Самое время было воспользоваться переломом в схватке и самим бросаться в нападение, не давать разбойникам возможность прийти в себя и приготовиться к отпору. Но Лыков не мог решиться отдать такой приказ. Вот‑вот должны были вмешаться в сражение кочевники орды. Тридцать стрельцов по его жесту быстро расположились полукругом в сотне шагов от выхода из прохода в долину, пристроили мушкеты на лёгкие бердыши, изготовились поднести тлеющие концы жгутов к запалам. Есаул Крыса тоже гортанными выкриками собрал многих из казаков, чтобы после мушкетного огня те набросились на головную часть орды с незащищённых боков. Гулкое приближение кочевников в пещерном проходе ободрило головорезов в пещерах, они вновь приготовились броситься на врага. Однако грохочущие взрывы и жуткий многоголосый рёв, словно перед ордой разверзлись врата преисподней, привели всех, в том числе пятидесятника и есаула, в замешательство. Прорвавшиеся сквозь взрывы должны были уже показаться, выскакивать из мрака прохода, но ни один не появлялся. Ещё два взрыва прогремели там уже под сводами, превращая рёв в какой‑то дикий и ужасающий необъяснимостью вой огромного чудища.

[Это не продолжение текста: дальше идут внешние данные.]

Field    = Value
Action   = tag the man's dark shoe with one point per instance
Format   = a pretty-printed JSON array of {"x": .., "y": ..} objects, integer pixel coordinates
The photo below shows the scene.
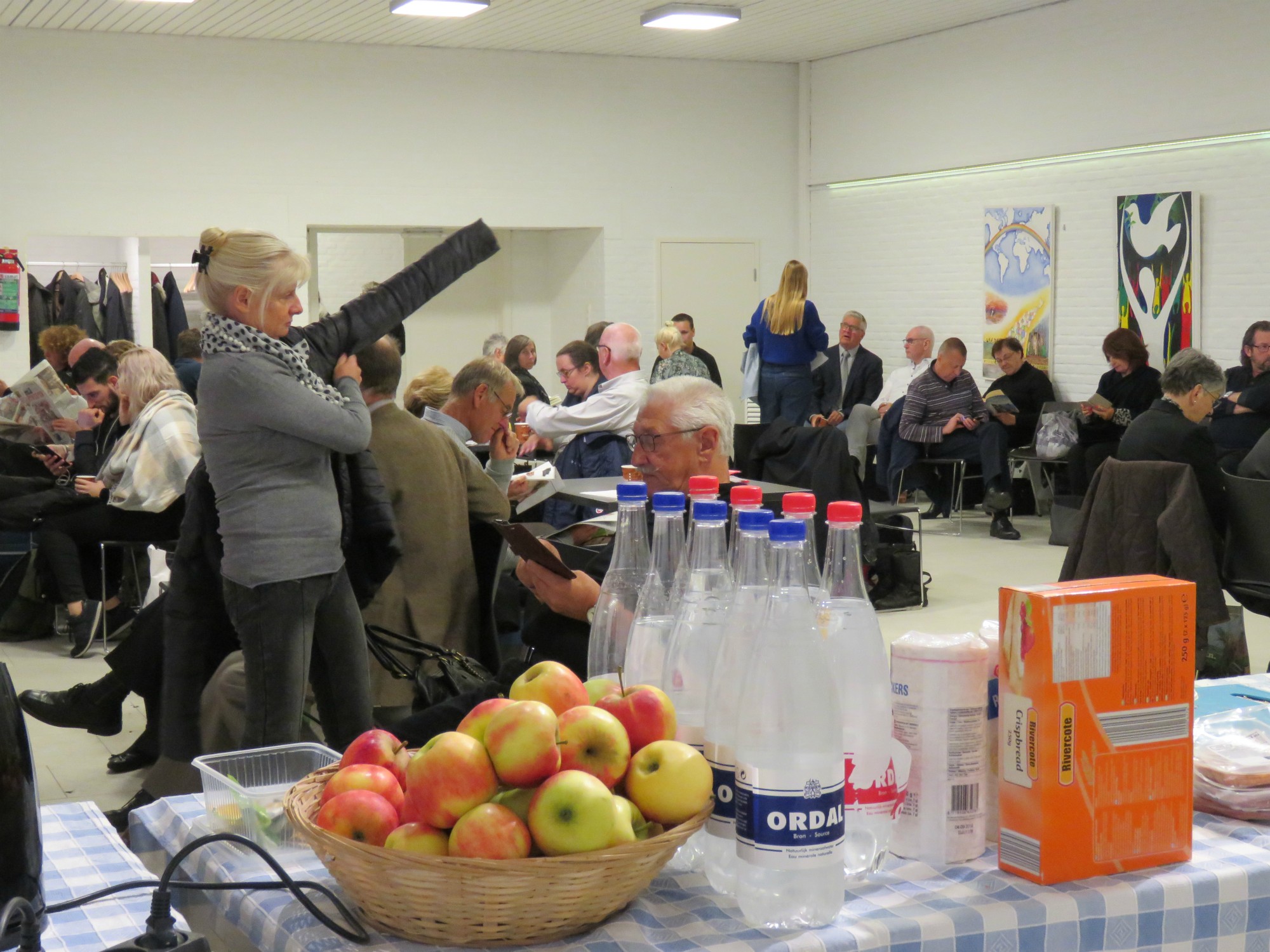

И внезапно Лыков почувствовал всем существом, что орда не прорвётся в котловину.

– Братцы, слушай приказ! – привстав в стременах, зычно прокричал он, вскинул саблю к лучам солнца, которые охотно заиграли на ней весёлыми бликами.

Внимание стрельцов и казаков обратилось на него, и он концом сабли указал на жилые пещеры разбойников.

– Вперёд! Руби их!

И сам подал пример, спрыгнул на траву, кинулся на головорезов, которые перекрыли собой вход в пасть ближайшей пещеры. Казалось, его люди и казаки этого только и ждали.

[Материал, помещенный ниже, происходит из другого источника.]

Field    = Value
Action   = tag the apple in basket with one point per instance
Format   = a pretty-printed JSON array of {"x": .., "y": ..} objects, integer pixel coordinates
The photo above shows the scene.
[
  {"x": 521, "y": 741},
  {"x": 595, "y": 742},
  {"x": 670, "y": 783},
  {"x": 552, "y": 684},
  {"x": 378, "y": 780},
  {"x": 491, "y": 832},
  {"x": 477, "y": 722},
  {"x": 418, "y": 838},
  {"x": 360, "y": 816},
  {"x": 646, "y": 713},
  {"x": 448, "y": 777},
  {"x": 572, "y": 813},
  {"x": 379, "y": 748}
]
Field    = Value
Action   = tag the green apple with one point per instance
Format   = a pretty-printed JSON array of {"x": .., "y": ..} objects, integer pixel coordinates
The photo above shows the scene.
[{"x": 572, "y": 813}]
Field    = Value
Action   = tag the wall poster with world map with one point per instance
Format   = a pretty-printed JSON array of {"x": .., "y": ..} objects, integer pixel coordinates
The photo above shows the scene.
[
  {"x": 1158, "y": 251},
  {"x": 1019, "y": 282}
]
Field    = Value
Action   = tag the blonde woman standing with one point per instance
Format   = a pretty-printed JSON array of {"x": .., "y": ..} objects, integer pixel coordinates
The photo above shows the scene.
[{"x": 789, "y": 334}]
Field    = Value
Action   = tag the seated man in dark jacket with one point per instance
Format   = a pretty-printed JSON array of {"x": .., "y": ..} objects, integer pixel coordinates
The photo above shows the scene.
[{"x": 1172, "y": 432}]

– Ура‑а‑а! – дружный крик, словно единый выдох, огласил котловину и окрестности. – Ура‑а‑а!

Не остыв от успешного начала боя, стрельцы пальнули по разбойникам у пещер и, отбросив мушкеты, вместе с казаками бросились в рукопашную кровавую резню. Вместе они прорывались внутрь пещерных помещений, где сметали бердышами и саблями завалы и попытки сопротивления. Неопрятные и полуодетые женщины стаями метались повсюду, шарахались от мест схваток, непрерывным визжанием сопровождая мужские брань, крики и лязг стали.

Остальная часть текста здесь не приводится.